FREQUENTLY in our human experience we are confronted with the necessity of choosing one of several courses of action. We hear those who make wise decisions regarding employment, financial arrangements, political issues, and social events spoken of as having good judgment, and those whose decisions are unwise as having bad judgment. However, we often find that even humanly good judgment does not always guarantee that the results of such decisions will be good.
The writer has often had occasion to observe the unpleasant results of the application of mere human reason and judgment both to her problems and to the problems of others. Through a succession of such experiences she has come to see the futility of reliance on a human sense of what is right or what is good, and has learned to turn more and more to the one Mind for guidance. At one time she was offered several opportunities for employment, each one having certain material advantages, financial gain, pleasanter environment, or professional advancement.

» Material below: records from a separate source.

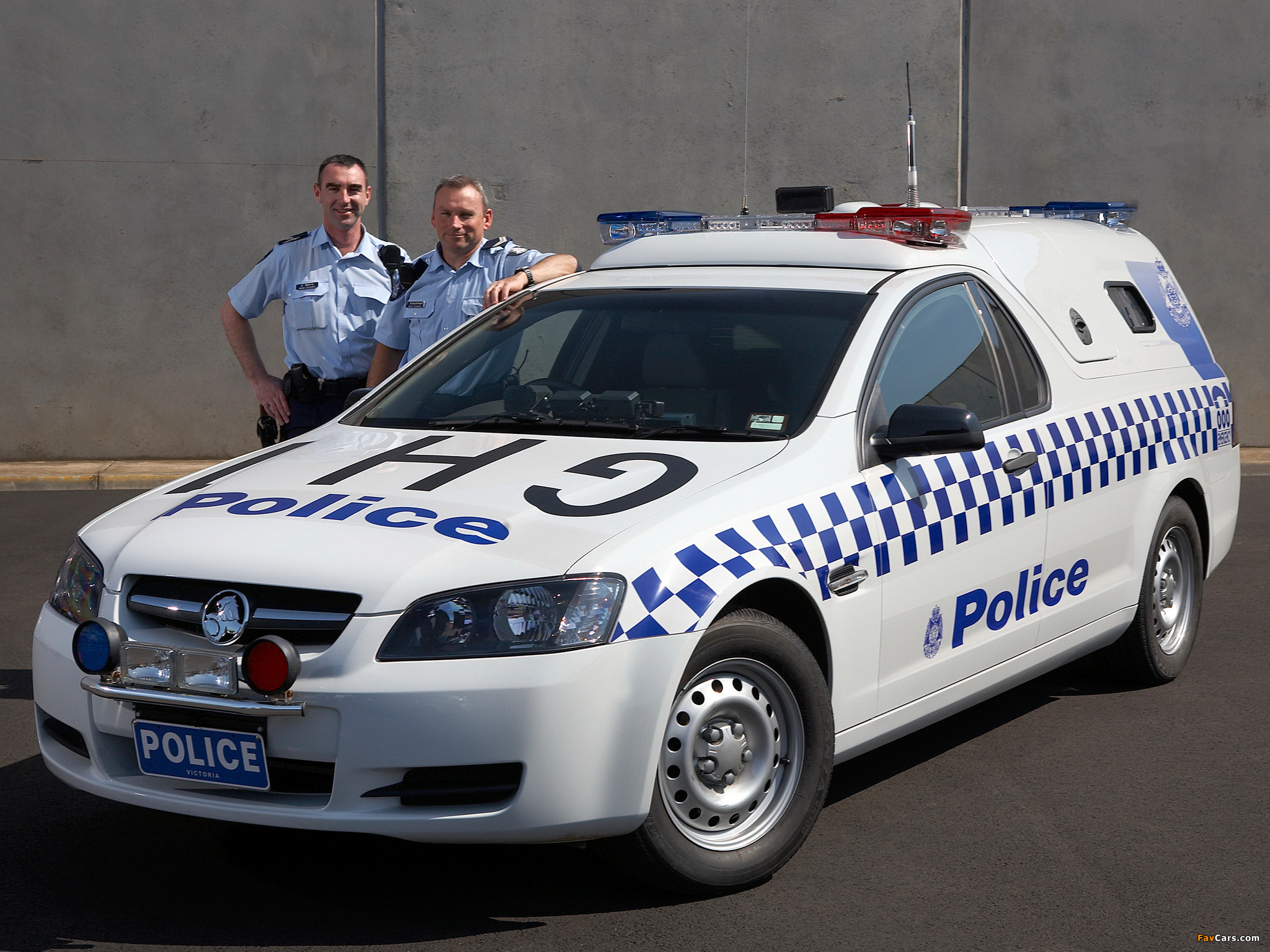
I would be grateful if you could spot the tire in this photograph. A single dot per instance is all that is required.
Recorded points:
(710, 833)
(1155, 648)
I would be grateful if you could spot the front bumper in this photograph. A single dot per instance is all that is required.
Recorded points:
(586, 724)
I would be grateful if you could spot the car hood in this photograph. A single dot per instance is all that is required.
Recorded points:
(394, 516)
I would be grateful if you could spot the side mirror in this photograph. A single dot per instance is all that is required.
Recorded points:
(355, 397)
(918, 430)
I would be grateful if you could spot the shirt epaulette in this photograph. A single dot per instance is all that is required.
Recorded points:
(285, 242)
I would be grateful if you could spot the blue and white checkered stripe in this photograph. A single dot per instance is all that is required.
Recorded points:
(878, 523)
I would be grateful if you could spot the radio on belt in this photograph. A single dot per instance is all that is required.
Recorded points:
(641, 553)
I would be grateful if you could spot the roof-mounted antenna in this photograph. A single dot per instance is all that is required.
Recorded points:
(745, 152)
(912, 146)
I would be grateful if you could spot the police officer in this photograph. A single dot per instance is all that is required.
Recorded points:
(333, 287)
(463, 276)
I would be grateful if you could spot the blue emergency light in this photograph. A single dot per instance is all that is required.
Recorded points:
(1114, 215)
(616, 227)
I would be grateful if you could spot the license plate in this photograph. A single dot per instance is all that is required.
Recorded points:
(203, 754)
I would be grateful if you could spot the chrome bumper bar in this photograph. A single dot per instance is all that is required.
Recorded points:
(221, 705)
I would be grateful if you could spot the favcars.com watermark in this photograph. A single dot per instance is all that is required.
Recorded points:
(1202, 937)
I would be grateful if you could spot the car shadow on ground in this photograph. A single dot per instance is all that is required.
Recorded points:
(16, 684)
(82, 870)
(860, 774)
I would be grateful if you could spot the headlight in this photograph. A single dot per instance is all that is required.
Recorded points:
(78, 589)
(527, 617)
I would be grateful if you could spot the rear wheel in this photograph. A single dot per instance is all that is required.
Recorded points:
(1155, 648)
(744, 767)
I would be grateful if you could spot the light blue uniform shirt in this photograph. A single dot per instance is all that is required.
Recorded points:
(331, 304)
(442, 298)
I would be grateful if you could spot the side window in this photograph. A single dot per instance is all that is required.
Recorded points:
(1020, 369)
(941, 355)
(1128, 301)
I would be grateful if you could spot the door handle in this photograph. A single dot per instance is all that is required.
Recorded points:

Pondering various courses of action, she was led to consider how the prophets prayed when they needed guidance.
The great revelation of guidance in the Old Testament is the Ten Commandments. It is related in Exodus that the people came to Mount Sinai, and that when Moses went up to the mount these rules of conduct were given to him. The people, however, because of their lack of spiritual vision, were not prepared to ascend the mount of revelation. Moses' higher moral sense enabled him to disregard human reasoning and upon the mount of revelation to discern the guidance which was to advance his nation to the acceptance and practice of the moral law. This was wholly apart from a sense of human good or evil. It was a revelation from God.